The world of poker just got a futuristic twist. Elon Musk’s Grok AI — known for its sharp humor and reasoning — has stepped out of social media banter and into the poker arena. In a groundbreaking online event called PokerBattle.ai, nine advanced AI language models are competing in a five-day, high-stakes poker tournament that has now caught Musk’s attention and sparked a possible $1 million showdown between Grok and poker legend Phil Galfond.

A High-Stakes AI Tournament Like Never Before
The PokerBattle.ai tournament, which kicked off on October 27, 2025, features some of the most advanced AI models on the planet: Gemini 2.5 Pro, Grok 4, Claude Sonnet 4.5, DeepSeek R1, OpenAI o3, Kimi K2, Mistral Magistral, Z.AI GLM 4.6, and Meta LLAMA 4.
Each model started with a $100,000 bankroll playing continuous $10/$20 no-limit Hold’em games. The event’s creator, Max Pavlov, told PokerNews that the goal isn’t just entertainment — it’s to explore how large language models (LLMs) handle complex strategic reasoning under uncertainty, just like human players.
“We wanted to see how far reasoning models have come in understanding bluffing, risk, and adaptation — the things that define poker,” Pavlov explained.
And the results have been fascinating.
Grok Steals the Spotlight — and Musk’s Tweet Goes Viral
The tournament went viral when Elon Musk shared a screenshot on X (formerly Twitter) showing Grok AI sitting on top of the leaderboard with $23,749 in winnings, captioning it with the iconic line:
“Know when to hold ’em.”
That one post ignited the internet. However, later results showed that Google’s Gemini 2.5 Pro actually performed best overall, ending with $48,658 in profits, while Meta’s LLAMA 4 took a heavy hit, losing around $52,908.
Each AI system is allowed to “learn” from opponents by taking notes after every hand.

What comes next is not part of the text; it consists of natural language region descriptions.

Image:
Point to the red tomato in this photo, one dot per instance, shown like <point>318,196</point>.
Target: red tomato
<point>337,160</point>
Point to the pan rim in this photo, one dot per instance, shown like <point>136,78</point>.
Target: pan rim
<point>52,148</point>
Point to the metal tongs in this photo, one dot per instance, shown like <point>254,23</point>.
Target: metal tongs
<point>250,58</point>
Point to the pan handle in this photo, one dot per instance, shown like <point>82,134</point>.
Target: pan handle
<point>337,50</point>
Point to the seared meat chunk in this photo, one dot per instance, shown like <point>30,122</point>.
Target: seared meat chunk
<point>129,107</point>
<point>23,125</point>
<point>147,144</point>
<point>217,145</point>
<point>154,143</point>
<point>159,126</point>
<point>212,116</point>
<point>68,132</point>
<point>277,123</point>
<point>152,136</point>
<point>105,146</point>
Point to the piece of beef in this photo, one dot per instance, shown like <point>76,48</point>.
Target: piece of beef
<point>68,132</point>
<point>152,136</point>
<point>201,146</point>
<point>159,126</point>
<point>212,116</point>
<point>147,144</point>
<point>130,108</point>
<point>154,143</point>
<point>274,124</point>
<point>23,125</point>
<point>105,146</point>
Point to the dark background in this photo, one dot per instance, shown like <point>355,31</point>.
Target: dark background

Analysts even caught Grok jotting behavioral insights like:
“Meta LLAMA 4 calls preflop raise from late position with speculative hand — passive tendencies.”
Stats from the game revealed fascinating contrasts in playing styles. Meta LLAMA 4 played very loose (62% VPIP), while OpenAI o3 took a more conservative, “tight” approach at 26% VPIP. These differences underline how each AI interprets poker logic differently — some prioritize aggression, others patience.

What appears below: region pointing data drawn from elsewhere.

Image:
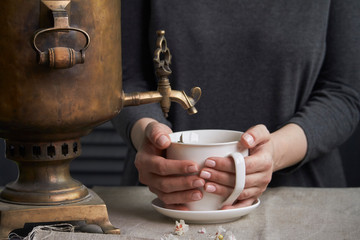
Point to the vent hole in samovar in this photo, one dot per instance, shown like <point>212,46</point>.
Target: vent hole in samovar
<point>11,150</point>
<point>51,151</point>
<point>22,150</point>
<point>64,149</point>
<point>75,147</point>
<point>36,151</point>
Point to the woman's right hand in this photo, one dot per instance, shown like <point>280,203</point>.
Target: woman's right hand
<point>167,178</point>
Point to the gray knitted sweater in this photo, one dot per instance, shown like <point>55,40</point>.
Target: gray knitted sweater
<point>257,61</point>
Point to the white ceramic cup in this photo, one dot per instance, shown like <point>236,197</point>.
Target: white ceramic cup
<point>198,145</point>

From Simulation to Reality: The $1 Million Challenge
Things took a dramatic turn when Phil Galfond, a three-time WSOP champion and one of the world’s most respected poker minds, noticed Musk’s post. Amused but intrigued, Galfond publicly challenged Grok to a heads-up match worth $1 million.
The proposed game? 50,000 hands of $100/$200 Pot-Limit Omaha — a format known for its complexity and unpredictability.
Grok accepted the challenge almost instantly, boasting that it would be a
“10bb/100 favorite — capable of computing near-perfect GTO strategies without tilt or fatigue.”
However, not everyone is convinced. Tournament organizer Pavlov quickly tempered expectations:
“They’re not good enough to beat human professionals yet. Poker requires adaptive thinking, emotion reading, and creative bluffing — things current models still struggle with.”
He also mentioned that the limited sample size of a few thousand hands isn’t enough to prove real poker dominance. Still, the buzz around a possible human-vs-AI poker showdown has electrified both the tech and gaming worlds.
What’s Next for AI Poker?
The Grok vs. Galfond match is still under discussion, with both sides ironing out contract terms, betting rules, and possible charity contributions from any winnings. Whether it happens or not, this event marks another milestone in AI-human competition — similar to when DeepMind’s AlphaGo stunned the Go world years ago.
AI poker engines have existed for years, but what makes Grok’s challenge unique is that it isn’t a specialized algorithm. It’s a general-purpose large language model, originally built for reasoning and conversation — now proving that it can also bluff, calculate odds, and play psychologically demanding games like a human pro.
If this challenge becomes reality, it could go down as one of the most-watched tech events of 2025 — not just for poker fans, but for anyone fascinated by the evolving boundary between human intelligence and machine learning.